In 2017, the State of Florida and the Orlando Sentinel (then the Orlando Morning Sentinel) formally apologized for the Miscarriage of justice where the paper described its then coverage of the case before the Grand jury met as "inflammatory" and conducive to misinformed public opinion about the guilt of the 4 men.

==Honors==
The Topic stories about false charges, police beatings, and the death of persons in Lake County primarily focused on the poor and persons of color, which was not supported at the time but ultimately was the correct course taken by Reese, leading to her commemoration in 2020 with a bust and tribute in Mount Dora. Mount Dora activist Gary McKechnie started a "Remember Mabel" campaign, raising the funds for a terra cotta sculpted bust that incorporated things like dirt from her former front yard that was firebombed and details like the replica MR key from her typewriter. Lake County Commissioner Leslie Campione, in presenting the honor, said, "She exposed wrongdoing, and she fought to make things right".
 She was also nominated to the Florida women's hall of fame in 2019 but was not a finalist. Reese was the first recipient of the Courage in Journalism award named for abolitionist editor Elijah Parish Lovejoy, a victim of mob violence after they repeatedly destroyed his printing press.

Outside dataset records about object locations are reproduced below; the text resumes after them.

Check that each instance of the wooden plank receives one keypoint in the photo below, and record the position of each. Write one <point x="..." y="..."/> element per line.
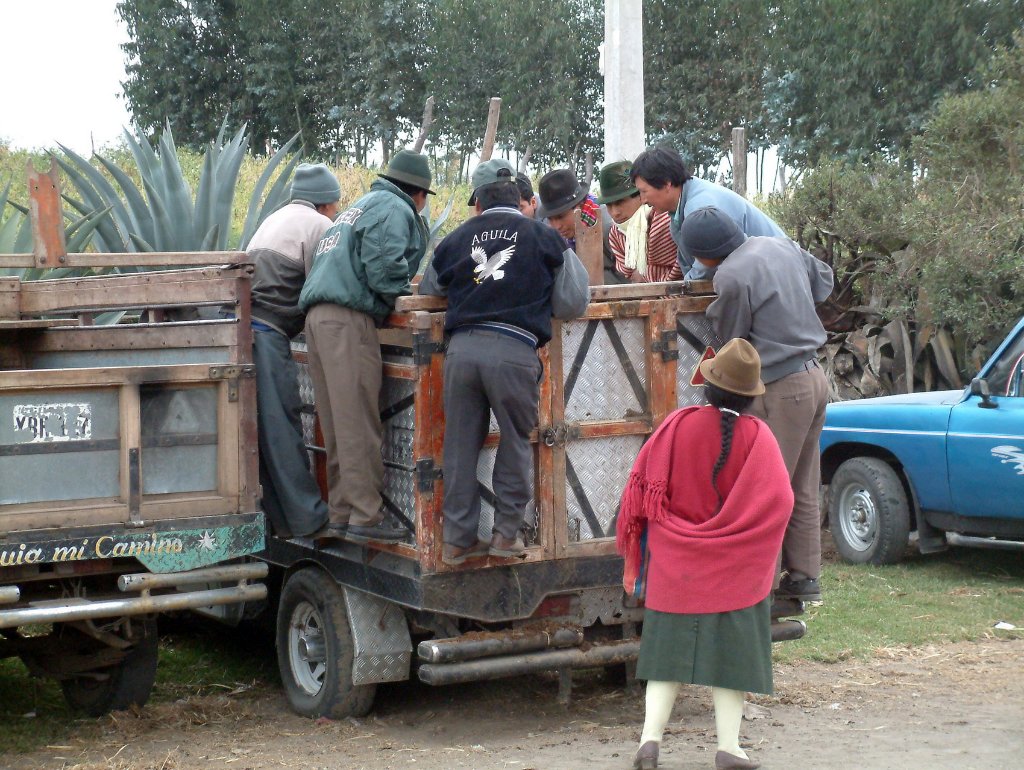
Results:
<point x="131" y="259"/>
<point x="107" y="376"/>
<point x="135" y="336"/>
<point x="419" y="302"/>
<point x="158" y="289"/>
<point x="10" y="299"/>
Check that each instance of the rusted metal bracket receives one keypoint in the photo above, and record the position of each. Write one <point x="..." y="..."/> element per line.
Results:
<point x="667" y="344"/>
<point x="46" y="216"/>
<point x="424" y="347"/>
<point x="427" y="474"/>
<point x="232" y="374"/>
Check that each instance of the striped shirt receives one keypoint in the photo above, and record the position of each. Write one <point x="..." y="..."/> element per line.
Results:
<point x="662" y="251"/>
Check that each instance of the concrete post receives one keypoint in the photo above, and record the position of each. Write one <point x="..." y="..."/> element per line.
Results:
<point x="625" y="137"/>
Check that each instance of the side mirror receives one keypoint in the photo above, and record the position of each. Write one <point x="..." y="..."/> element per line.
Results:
<point x="979" y="387"/>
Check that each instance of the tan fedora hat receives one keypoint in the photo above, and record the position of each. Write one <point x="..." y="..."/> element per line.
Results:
<point x="736" y="369"/>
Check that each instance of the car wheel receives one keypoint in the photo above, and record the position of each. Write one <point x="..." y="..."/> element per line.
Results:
<point x="315" y="649"/>
<point x="868" y="513"/>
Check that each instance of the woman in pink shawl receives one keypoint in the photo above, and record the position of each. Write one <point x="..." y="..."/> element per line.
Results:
<point x="700" y="526"/>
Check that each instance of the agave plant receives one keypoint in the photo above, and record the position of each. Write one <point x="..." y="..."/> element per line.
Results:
<point x="166" y="218"/>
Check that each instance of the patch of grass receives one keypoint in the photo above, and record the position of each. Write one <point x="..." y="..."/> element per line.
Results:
<point x="955" y="596"/>
<point x="199" y="661"/>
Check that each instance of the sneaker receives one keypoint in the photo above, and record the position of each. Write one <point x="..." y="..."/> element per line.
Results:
<point x="805" y="590"/>
<point x="454" y="555"/>
<point x="379" y="531"/>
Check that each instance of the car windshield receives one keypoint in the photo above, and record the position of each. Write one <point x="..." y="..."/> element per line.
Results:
<point x="999" y="374"/>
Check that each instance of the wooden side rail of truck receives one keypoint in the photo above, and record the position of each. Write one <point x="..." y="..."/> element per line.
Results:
<point x="350" y="616"/>
<point x="128" y="466"/>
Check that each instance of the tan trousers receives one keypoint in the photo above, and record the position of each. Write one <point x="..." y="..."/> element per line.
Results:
<point x="345" y="367"/>
<point x="795" y="410"/>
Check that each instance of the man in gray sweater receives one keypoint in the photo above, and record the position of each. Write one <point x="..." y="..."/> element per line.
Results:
<point x="282" y="250"/>
<point x="767" y="289"/>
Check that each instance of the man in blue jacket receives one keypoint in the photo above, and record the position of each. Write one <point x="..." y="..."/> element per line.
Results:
<point x="667" y="185"/>
<point x="363" y="264"/>
<point x="505" y="276"/>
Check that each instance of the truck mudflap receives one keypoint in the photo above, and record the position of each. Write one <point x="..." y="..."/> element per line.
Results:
<point x="165" y="548"/>
<point x="72" y="609"/>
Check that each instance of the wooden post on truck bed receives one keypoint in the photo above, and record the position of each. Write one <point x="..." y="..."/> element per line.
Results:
<point x="590" y="249"/>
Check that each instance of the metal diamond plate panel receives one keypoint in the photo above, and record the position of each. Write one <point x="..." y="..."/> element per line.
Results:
<point x="601" y="467"/>
<point x="484" y="468"/>
<point x="695" y="335"/>
<point x="398" y="420"/>
<point x="610" y="376"/>
<point x="380" y="634"/>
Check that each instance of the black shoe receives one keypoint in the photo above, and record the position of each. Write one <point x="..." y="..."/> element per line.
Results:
<point x="380" y="532"/>
<point x="805" y="590"/>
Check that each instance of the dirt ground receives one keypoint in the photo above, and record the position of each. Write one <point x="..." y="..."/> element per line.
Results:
<point x="957" y="706"/>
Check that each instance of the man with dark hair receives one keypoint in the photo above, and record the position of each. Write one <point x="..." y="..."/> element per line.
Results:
<point x="527" y="201"/>
<point x="363" y="264"/>
<point x="505" y="275"/>
<point x="667" y="184"/>
<point x="561" y="195"/>
<point x="282" y="251"/>
<point x="767" y="289"/>
<point x="641" y="242"/>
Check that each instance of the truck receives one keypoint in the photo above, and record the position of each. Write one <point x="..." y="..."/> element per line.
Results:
<point x="946" y="466"/>
<point x="350" y="616"/>
<point x="128" y="469"/>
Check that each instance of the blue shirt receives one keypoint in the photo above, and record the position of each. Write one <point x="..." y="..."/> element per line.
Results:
<point x="698" y="194"/>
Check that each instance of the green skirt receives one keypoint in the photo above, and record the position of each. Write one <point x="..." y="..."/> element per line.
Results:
<point x="720" y="649"/>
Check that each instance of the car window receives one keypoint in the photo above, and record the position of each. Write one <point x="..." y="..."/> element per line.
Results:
<point x="1000" y="377"/>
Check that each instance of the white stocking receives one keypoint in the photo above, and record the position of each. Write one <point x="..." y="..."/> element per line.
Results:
<point x="728" y="715"/>
<point x="660" y="698"/>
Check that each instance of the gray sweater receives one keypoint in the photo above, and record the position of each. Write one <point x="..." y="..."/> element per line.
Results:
<point x="282" y="250"/>
<point x="767" y="290"/>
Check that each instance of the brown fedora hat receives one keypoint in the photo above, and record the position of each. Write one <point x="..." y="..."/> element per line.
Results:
<point x="736" y="369"/>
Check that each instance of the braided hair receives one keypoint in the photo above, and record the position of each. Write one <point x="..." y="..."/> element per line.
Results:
<point x="730" y="405"/>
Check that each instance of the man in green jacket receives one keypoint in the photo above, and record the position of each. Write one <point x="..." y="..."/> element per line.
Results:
<point x="363" y="264"/>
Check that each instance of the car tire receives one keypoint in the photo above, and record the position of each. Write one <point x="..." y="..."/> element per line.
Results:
<point x="315" y="649"/>
<point x="868" y="513"/>
<point x="127" y="683"/>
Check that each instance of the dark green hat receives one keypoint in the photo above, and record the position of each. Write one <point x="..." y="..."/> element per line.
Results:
<point x="410" y="168"/>
<point x="614" y="181"/>
<point x="314" y="182"/>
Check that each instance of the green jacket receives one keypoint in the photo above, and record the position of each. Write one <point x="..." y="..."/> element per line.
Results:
<point x="367" y="258"/>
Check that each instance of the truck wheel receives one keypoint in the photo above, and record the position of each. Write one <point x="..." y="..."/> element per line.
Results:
<point x="315" y="649"/>
<point x="127" y="683"/>
<point x="868" y="513"/>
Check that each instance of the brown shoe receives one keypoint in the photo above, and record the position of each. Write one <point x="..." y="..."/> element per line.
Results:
<point x="453" y="555"/>
<point x="726" y="761"/>
<point x="506" y="547"/>
<point x="646" y="757"/>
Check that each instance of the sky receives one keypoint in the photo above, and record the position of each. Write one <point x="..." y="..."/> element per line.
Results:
<point x="62" y="67"/>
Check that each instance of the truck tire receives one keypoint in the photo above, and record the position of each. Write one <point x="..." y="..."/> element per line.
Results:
<point x="315" y="649"/>
<point x="125" y="684"/>
<point x="868" y="513"/>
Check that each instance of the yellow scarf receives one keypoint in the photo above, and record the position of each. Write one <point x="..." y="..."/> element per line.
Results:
<point x="635" y="229"/>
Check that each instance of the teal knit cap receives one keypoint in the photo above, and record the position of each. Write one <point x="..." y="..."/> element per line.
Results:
<point x="314" y="182"/>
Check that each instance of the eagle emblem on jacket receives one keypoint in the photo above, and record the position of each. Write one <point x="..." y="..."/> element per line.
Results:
<point x="489" y="267"/>
<point x="1012" y="455"/>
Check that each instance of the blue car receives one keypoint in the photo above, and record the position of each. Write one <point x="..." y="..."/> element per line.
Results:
<point x="946" y="465"/>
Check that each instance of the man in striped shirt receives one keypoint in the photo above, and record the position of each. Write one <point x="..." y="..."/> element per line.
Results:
<point x="641" y="241"/>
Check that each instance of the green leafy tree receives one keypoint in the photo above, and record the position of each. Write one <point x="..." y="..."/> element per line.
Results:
<point x="704" y="66"/>
<point x="855" y="77"/>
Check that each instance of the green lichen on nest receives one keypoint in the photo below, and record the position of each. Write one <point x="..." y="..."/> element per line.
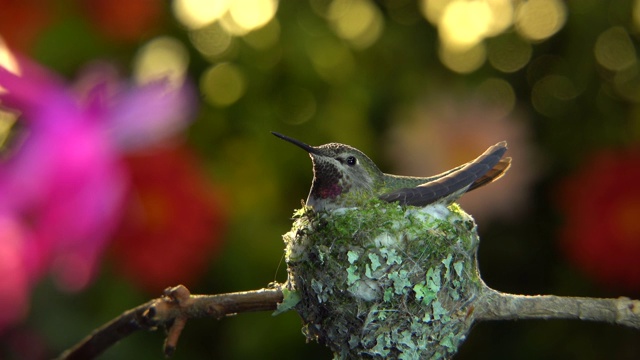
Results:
<point x="383" y="280"/>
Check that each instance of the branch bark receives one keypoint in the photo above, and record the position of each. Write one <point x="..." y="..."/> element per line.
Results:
<point x="172" y="310"/>
<point x="495" y="305"/>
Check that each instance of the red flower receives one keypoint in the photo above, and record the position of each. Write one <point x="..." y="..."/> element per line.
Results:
<point x="21" y="21"/>
<point x="125" y="20"/>
<point x="173" y="223"/>
<point x="601" y="203"/>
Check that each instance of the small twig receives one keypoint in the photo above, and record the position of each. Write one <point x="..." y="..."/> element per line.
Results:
<point x="172" y="311"/>
<point x="495" y="305"/>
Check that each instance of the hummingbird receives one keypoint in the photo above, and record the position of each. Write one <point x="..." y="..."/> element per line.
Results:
<point x="343" y="176"/>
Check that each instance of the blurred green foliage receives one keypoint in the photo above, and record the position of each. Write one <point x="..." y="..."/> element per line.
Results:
<point x="313" y="85"/>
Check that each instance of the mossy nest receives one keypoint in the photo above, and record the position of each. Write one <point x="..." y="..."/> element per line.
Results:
<point x="384" y="280"/>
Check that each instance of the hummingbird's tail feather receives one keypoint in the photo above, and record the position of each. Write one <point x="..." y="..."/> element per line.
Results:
<point x="486" y="168"/>
<point x="493" y="174"/>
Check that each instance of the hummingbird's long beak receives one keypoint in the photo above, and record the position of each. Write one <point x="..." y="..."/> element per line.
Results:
<point x="308" y="148"/>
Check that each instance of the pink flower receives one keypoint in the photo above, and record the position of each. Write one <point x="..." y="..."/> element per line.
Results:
<point x="62" y="183"/>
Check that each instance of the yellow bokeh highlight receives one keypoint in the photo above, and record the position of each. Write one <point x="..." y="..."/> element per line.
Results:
<point x="432" y="10"/>
<point x="464" y="23"/>
<point x="465" y="61"/>
<point x="162" y="57"/>
<point x="195" y="14"/>
<point x="501" y="16"/>
<point x="7" y="61"/>
<point x="537" y="20"/>
<point x="357" y="21"/>
<point x="252" y="14"/>
<point x="7" y="119"/>
<point x="238" y="17"/>
<point x="223" y="84"/>
<point x="614" y="49"/>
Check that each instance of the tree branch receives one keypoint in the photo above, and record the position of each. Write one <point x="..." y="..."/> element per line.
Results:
<point x="172" y="311"/>
<point x="495" y="305"/>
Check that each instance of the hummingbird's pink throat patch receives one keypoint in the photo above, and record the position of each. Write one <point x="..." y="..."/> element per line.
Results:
<point x="331" y="191"/>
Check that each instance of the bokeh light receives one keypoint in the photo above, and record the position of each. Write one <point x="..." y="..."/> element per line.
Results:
<point x="7" y="119"/>
<point x="537" y="20"/>
<point x="223" y="84"/>
<point x="463" y="61"/>
<point x="357" y="21"/>
<point x="464" y="24"/>
<point x="163" y="57"/>
<point x="237" y="17"/>
<point x="252" y="14"/>
<point x="195" y="14"/>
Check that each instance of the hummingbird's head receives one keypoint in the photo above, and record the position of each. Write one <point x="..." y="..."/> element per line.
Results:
<point x="338" y="170"/>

The state press association gave her awards for both news and editorial writing, and to the Topic for best weekly newspaper in 1955.

==Death==

Mabel and her husband Paul H. Reese divorced in 1960 and they sold the Mount Dora Topic. She moved to Daytona Beach with their daughter, Patricia, where she wrote columns for the Daytona Beach News. Patricia died in August 2017, at the age of 74. Mabel remarried to A. Chesley. She passed at home in Daytona Beach in 1995 at age 80.